Brinks and Tate emphasized Democrats included feedback from their Republican colleagues in the tax relief package.
“There’s a lot here that Republicans really like,” Brinks said. “It may surprise folks but we do listen to folks on the other side of the aisle when putting together policy.”
Tate added that “there’s no secrets or surprises in terms of what we’re doing right now.”
However, the Democrats’ proposal on Monday elicited criticism from Republican lawmakers.“The governor is starting to follow Republicans’ lead in calling for immediate, fair relief for the people of Michigan, but she still won’t rule out blocking the automatic income tax rollback for every taxpayer and small business in our state,” House Minority Leader Matt Hall (R-Richland Twp.) said in a prepared statement issued following Monday’s press conference.
Republicans have focused much of their attention on the possibility that Michigan could see an automatic income tax cut due to a 2015 law that ties the income tax, currently 4.25%, to the state’s General Fund.

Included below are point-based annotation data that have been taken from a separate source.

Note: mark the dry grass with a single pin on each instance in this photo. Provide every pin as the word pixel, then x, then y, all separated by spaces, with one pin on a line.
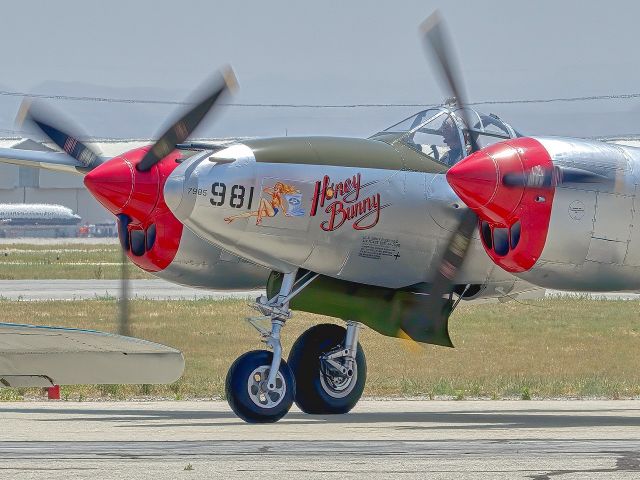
pixel 551 348
pixel 77 261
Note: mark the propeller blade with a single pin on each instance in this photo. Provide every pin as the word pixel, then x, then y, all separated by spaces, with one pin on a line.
pixel 187 123
pixel 44 118
pixel 437 305
pixel 437 41
pixel 123 301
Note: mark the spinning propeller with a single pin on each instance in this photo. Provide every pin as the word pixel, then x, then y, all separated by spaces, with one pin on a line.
pixel 66 136
pixel 436 41
pixel 477 176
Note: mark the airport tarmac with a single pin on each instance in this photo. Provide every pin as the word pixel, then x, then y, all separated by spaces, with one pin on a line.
pixel 92 289
pixel 157 289
pixel 378 440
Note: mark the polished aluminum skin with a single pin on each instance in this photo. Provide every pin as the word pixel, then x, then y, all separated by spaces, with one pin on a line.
pixel 594 234
pixel 397 223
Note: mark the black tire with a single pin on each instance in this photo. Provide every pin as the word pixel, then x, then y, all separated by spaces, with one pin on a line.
pixel 312 393
pixel 237 388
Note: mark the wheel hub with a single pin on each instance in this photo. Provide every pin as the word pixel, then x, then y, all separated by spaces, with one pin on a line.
pixel 334 382
pixel 258 388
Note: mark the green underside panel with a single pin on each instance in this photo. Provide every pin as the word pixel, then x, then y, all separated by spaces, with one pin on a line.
pixel 382 309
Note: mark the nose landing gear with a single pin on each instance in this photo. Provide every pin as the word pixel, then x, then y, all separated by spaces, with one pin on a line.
pixel 330 369
pixel 326 372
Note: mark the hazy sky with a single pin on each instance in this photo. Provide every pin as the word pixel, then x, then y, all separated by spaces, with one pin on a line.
pixel 322 52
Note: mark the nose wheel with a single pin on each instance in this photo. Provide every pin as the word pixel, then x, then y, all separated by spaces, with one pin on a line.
pixel 330 369
pixel 249 393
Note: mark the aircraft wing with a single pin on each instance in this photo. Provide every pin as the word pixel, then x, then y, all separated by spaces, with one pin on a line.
pixel 36 356
pixel 49 160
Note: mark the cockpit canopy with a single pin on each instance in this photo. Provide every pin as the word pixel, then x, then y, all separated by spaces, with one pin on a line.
pixel 441 133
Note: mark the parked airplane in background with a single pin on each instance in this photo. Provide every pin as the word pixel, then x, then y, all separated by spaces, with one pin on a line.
pixel 33 214
pixel 371 231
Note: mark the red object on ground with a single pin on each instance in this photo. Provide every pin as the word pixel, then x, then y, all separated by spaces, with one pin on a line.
pixel 53 393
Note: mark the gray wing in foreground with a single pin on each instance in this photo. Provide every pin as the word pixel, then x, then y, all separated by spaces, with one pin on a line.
pixel 35 356
pixel 48 160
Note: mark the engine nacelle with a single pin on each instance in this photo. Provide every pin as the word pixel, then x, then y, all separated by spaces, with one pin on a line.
pixel 514 220
pixel 153 238
pixel 554 212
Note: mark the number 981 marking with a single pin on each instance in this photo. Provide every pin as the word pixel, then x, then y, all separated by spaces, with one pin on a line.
pixel 237 196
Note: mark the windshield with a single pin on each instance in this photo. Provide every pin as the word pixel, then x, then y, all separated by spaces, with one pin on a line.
pixel 441 133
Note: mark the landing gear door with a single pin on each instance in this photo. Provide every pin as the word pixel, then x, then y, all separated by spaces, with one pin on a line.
pixel 573 215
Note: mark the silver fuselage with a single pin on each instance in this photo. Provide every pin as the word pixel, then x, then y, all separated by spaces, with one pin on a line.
pixel 398 221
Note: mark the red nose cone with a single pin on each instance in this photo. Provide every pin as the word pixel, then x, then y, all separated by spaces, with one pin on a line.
pixel 478 181
pixel 475 179
pixel 112 184
pixel 121 188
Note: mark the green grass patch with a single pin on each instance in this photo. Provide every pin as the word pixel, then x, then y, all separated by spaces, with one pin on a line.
pixel 70 261
pixel 553 348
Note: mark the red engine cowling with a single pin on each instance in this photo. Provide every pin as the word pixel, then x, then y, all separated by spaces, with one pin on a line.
pixel 513 219
pixel 149 232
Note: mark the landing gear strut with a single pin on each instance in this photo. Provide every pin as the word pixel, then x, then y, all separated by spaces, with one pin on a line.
pixel 325 374
pixel 260 386
pixel 329 367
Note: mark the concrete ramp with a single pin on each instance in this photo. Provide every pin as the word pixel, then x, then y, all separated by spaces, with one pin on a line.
pixel 36 356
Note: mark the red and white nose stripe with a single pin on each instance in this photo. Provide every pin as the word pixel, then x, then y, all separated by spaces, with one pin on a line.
pixel 514 218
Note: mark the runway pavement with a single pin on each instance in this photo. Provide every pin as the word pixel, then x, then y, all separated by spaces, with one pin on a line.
pixel 157 289
pixel 379 440
pixel 91 289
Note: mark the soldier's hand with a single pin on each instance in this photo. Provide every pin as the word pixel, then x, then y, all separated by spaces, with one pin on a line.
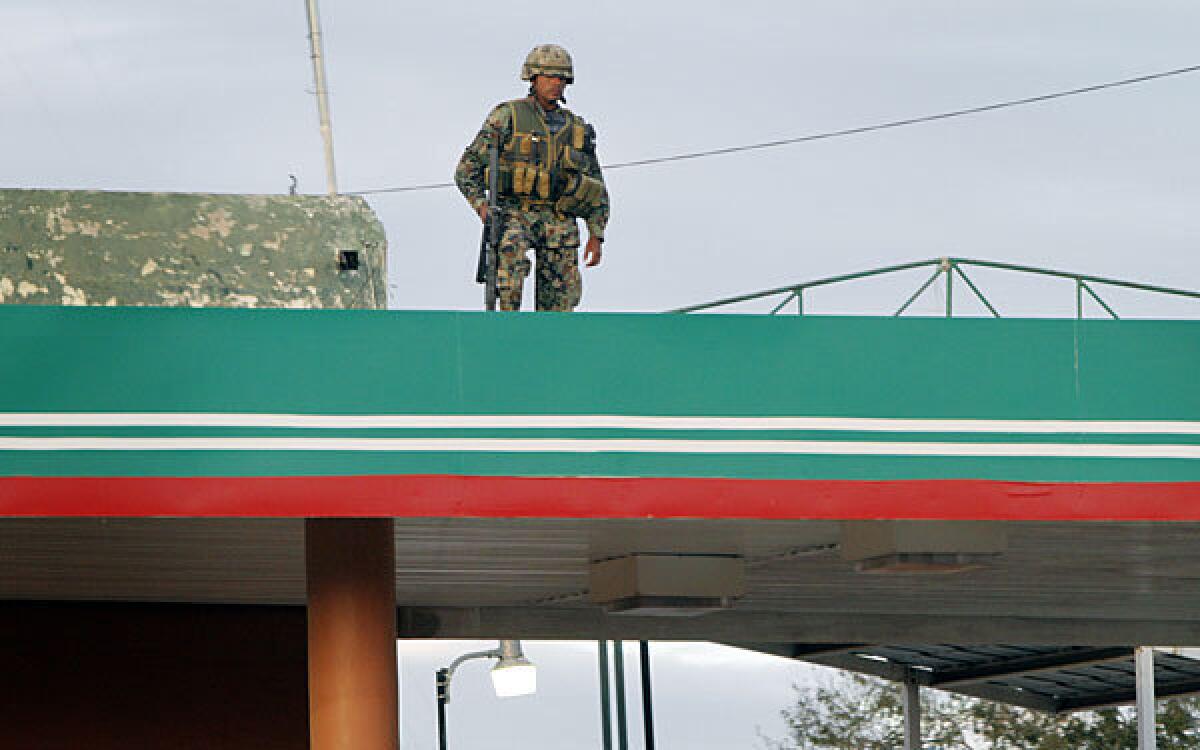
pixel 592 252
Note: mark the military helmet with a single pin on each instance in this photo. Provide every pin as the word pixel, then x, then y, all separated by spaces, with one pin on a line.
pixel 547 60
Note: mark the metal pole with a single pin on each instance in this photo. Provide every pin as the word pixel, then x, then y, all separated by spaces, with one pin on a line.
pixel 618 665
pixel 1144 675
pixel 949 287
pixel 443 684
pixel 911 714
pixel 318 72
pixel 647 691
pixel 605 696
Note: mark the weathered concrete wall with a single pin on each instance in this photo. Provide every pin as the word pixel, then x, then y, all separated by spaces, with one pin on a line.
pixel 87 247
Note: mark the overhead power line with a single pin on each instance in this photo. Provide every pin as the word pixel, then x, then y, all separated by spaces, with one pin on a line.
pixel 845 132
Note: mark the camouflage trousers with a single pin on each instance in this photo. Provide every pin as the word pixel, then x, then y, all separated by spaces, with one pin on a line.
pixel 553 240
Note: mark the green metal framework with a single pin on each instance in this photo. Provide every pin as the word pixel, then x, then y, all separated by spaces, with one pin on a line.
pixel 947 269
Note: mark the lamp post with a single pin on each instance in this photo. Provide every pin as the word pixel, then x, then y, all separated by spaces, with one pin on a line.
pixel 513 676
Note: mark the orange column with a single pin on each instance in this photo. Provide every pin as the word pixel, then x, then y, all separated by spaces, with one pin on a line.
pixel 352 634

However, some legal experts have said that the Legislature overstepped its authority with that legislation.
Because of the state’s soaring revenue last year, that percentage could drop to 4.05% — something which Republican lawmakers want to see. Should the $800 million for the $180 checks come from the 2022 General Fund, that would likely mean there would not be an automatic income tax cut.
When asked about the income tax cut, Whitmer said the $180 relief check combined with the EITC increase and the pension tax repeal would provide more “meaningful relief.”
“This was the biggest way we can really make a difference in people’s lives,” the governor said.
Advance Editor Susan J. Demas contributed to this story.